Mais de 300 entidades médicas e da sociedade civil internacional deram apoio ao projeto. Em nota, a UNAIDS também indicou que "apoia plenamente a proposta, que reflete a urgência e a emergência sanitária global que a COVID-19 representa". Para Winnie Byanyima, diretora-executiva da UNAIDS, "sua adoção permitirá que os países trabalhem juntos para estabelecer estratégias nacionais e multilaterais para promover a inovação e o acesso a medicamentos, diagnósticos, vacinas e outras tecnologias de saúde".
"A comunidade da AIDS sabe que, para enfrentar as ameaças à saúde pública, é essencial um foco na desigualdade, incluindo desigualdades no acesso a soluções, sejam vacinas, diagnósticos ou terapêuticas", apontou.

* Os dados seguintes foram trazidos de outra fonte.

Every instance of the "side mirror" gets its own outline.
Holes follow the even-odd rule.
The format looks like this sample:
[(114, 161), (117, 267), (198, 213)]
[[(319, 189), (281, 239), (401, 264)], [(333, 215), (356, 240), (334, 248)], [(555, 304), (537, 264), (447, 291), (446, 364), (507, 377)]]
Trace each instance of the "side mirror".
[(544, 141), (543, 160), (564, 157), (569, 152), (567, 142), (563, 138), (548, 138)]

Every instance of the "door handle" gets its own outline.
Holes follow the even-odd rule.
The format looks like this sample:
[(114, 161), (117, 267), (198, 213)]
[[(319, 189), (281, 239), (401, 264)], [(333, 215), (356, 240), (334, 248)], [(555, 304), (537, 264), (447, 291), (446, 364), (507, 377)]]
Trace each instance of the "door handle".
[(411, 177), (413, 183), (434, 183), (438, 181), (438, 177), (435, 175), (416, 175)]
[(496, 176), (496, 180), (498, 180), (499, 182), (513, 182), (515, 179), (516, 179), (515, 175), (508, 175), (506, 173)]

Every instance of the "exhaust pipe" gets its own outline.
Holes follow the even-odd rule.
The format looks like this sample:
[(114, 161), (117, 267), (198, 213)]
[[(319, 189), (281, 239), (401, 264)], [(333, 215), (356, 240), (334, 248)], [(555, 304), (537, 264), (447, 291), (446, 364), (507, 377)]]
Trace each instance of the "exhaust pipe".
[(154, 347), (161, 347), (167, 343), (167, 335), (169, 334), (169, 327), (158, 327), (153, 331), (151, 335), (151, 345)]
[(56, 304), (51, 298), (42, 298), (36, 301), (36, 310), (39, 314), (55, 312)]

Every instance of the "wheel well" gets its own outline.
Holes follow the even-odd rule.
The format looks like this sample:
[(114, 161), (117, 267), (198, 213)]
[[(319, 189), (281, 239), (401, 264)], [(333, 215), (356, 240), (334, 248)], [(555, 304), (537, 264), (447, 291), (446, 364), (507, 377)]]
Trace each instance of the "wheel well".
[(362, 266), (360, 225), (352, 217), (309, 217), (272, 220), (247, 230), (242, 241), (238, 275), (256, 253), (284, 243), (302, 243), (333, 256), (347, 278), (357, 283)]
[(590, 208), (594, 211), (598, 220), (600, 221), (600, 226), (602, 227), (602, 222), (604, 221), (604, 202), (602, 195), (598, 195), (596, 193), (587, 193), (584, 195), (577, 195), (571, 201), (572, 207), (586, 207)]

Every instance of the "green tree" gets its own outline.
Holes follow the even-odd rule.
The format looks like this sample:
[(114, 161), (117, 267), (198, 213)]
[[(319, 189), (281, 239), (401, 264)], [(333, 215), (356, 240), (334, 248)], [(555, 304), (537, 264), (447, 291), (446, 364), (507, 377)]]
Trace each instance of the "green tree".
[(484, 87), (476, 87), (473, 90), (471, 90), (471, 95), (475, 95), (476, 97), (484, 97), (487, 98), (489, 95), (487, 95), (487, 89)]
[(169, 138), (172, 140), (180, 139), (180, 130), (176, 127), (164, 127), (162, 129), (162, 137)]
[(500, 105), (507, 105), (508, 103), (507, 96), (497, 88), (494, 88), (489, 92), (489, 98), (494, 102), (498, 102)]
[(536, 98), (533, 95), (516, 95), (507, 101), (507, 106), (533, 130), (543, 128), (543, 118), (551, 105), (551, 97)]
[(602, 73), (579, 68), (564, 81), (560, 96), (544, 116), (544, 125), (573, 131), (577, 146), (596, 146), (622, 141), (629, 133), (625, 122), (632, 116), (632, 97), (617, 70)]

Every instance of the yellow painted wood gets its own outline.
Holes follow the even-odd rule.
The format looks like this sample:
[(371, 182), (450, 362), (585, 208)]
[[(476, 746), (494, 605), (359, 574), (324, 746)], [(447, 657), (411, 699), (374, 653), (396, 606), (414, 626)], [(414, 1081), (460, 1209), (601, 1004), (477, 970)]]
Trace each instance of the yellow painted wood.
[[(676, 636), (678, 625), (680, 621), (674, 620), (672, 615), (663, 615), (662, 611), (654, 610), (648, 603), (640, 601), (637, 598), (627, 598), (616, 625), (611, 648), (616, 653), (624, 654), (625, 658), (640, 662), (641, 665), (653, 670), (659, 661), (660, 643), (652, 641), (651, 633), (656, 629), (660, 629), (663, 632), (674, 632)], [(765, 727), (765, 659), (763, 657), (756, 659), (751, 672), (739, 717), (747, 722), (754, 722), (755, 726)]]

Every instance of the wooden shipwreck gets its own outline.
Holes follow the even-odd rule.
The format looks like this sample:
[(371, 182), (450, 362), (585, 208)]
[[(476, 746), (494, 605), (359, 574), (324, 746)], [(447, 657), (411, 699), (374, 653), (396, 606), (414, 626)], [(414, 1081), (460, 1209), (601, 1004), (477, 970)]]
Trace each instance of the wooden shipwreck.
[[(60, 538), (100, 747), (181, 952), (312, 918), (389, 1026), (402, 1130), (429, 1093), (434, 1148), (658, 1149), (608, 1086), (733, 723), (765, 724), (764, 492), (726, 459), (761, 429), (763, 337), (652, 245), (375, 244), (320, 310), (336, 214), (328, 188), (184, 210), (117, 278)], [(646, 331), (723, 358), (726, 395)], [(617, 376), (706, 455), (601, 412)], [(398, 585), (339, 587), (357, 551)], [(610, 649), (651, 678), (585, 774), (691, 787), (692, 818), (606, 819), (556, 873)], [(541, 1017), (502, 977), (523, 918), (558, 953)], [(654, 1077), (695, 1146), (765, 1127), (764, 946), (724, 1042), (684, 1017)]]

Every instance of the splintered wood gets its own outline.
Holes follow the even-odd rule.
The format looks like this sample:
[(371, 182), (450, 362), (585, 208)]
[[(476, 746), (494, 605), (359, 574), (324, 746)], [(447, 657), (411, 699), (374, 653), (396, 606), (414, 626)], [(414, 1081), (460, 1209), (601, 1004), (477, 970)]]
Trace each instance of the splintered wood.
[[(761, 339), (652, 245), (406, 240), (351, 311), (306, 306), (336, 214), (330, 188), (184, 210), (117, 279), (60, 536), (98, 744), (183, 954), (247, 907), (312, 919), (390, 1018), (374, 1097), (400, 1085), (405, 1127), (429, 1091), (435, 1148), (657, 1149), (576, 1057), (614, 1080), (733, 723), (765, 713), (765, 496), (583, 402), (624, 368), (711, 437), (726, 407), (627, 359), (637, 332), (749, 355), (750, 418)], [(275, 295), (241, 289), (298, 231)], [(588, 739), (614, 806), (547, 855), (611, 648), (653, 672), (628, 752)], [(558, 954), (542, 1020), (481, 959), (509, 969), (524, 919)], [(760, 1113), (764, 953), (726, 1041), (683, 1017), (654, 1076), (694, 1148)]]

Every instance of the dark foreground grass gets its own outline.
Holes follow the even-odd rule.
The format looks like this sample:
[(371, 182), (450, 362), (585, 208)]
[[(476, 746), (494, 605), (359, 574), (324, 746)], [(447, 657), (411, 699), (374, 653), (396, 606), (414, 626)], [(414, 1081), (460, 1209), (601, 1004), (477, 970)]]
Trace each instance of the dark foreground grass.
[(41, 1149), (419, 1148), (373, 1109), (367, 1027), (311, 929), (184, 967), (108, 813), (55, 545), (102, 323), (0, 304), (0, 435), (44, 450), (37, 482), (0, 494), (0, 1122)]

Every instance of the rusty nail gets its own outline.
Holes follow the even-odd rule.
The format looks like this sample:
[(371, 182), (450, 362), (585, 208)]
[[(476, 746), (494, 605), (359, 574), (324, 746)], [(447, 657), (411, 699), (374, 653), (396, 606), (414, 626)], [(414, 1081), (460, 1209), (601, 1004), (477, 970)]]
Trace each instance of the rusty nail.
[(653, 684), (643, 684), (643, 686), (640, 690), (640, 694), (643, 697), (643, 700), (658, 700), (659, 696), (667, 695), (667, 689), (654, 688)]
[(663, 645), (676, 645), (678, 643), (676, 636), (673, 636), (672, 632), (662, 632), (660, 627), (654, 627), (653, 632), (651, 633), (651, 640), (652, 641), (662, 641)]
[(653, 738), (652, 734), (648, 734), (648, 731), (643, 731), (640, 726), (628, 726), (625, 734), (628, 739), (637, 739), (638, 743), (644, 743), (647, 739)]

"Não podemos repetir as lições dolorosas dos primeiros anos da resposta à Aids, quando pessoas em países mais ricos tiveram acesso à saúde, enquanto milhões de pessoas em países em desenvolvimento foram deixadas para trás", disse Byanyima. "Se continuarmos agindo como de costume, falharemos em fornecer acesso justo aos tratamentos da COVID-19 para todos os necessitados", alertou.
Antes do encontro, uma carta assinada por mais de mil cientistas, pesquisadores, médicos e instituições foi enviada ao Itamaraty e criticava a postura do governo brasileiro. Os especialistas ainda se distanciavam da postura do governo e prestavam seu apoio à iniciativa sul-africana.